Incognita Forza Italia
Appare complessa anche la situazione in Forza Italia. Dopo l’assorbimento nel testo della “clausola salva idee”, sostenuta dal capogruppo Fi in commissione Enrico Costa, è saltata l’intesa tra la maggioranza e i forzisti sul testo. Il partito ha infine optato per la linea del no, espressa giovedì scorso in commissione dal deputato Andrea Orsini, non senza incontrare il disappunto dei due componenti azzurri della commissione, Enrico Costa e Giusy Bartolozzi che, non essendo dello stesso avviso, si erano astenuti durante il voto. Considerato che al gruppo parlamentare è stata garantita libertà di voto, secondo coscienza, resta da chiedersi cosa faranno i liberal del partito e quanti voti potrebbero portare alla causa del relatore Zan. Osservazioni analoghe poi riguardano anche la componente cattolica del Pd, che potrebbe non allinearsi del tutto al testo così formulato, creando altri grattacapi al resto della maggioranza.
E poi c’è il Senato
Se venisse approvata alla Camera la legge Zan approderebbe quindi in Senato.
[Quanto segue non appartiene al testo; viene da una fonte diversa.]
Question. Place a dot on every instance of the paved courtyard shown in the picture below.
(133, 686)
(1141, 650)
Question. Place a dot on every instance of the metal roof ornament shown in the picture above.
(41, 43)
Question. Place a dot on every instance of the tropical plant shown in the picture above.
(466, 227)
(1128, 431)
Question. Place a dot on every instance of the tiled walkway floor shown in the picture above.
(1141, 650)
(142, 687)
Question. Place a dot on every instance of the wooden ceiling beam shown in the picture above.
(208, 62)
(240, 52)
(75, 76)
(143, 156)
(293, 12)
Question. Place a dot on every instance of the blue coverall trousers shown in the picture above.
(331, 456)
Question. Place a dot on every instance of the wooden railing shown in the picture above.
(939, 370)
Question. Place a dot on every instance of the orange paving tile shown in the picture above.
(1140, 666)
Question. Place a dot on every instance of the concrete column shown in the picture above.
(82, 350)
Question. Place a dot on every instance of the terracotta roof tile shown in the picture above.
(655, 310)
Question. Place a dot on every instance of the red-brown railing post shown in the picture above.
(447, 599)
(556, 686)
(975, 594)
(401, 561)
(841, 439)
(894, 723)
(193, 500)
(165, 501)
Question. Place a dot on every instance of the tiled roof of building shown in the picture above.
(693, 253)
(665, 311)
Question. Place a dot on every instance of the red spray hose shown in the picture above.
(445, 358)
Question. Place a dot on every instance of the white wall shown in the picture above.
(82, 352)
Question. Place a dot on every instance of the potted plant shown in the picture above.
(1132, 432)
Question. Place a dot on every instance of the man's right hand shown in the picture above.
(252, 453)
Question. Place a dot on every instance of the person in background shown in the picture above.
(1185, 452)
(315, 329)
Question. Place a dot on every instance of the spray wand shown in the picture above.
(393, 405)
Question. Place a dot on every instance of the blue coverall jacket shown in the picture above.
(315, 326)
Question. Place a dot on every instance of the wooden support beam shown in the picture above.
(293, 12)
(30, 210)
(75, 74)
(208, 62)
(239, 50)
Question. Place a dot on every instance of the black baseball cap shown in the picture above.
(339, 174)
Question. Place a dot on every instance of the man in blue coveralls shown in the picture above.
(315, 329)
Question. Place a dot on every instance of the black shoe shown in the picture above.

Già, ma quando? Probabile, volendo spingerci più in là con le ipotesi, che questo possa avvenire all’inizio del 2021. E anche lì non mancheranno le incognite. Nel nostro bicameralismo paritario, si sa, le leggi devono essere approvate nella medesima forma dai due rami del Parlamento. E si sa anche che, laddove approvata da una delle due camere, una legge che venisse modificata dall’altra, finirebbe per tornare indietro. È il cosiddetto “ping-pong parlamentare”, o più elegantemente definito “navetta”. Questo rischio, unitamente ai numeri risicati della maggioranza a Palazzo Madama, potrebbero complicare l’iter della legge sull’omofobia. Certo, gli strumenti per forzare un po’ la mano ci sarebbero, basti pensare alla fiducia, ma anche lì non mancherebbero dubbi e perplessità.
Scontro parlamentare ma anche culturale
Mentre in Parlamento prosegue lo scontro politico, fuori non accenna a diminuire quello culturale e valoriale. Perché la legge sull’omofobia non chiama in causa solo procedure parlamentari e tatticismi tra i partiti, ma la società intera, con le sue espressioni favorevoli e contrarie, fortemente radicate in modelli culturali talvolta opposti e, al momento, inconciliabili. Da un lato le associazioni Lgbt+, che attendono da oltre 20 anni una legge che argini con più precisione le discriminazioni e le violenze fondate su sesso e orientamento sessuale, costantemente presenti nella nostra società; dall’altro l’associazionismo conservatore e cattolico, che critica fortemente il provvedimento paventando derive liberticide. Nel mezzo un dato eloquente: in quasi tutti i Paesi Ue, dalla Francia alla Germania, esiste una norma in questo senso. In Italia manca. E sono più di vent’anni che ci si lavora. Un po’ come le grandi opere incompiute, categoria nella quale ci distinguiamo.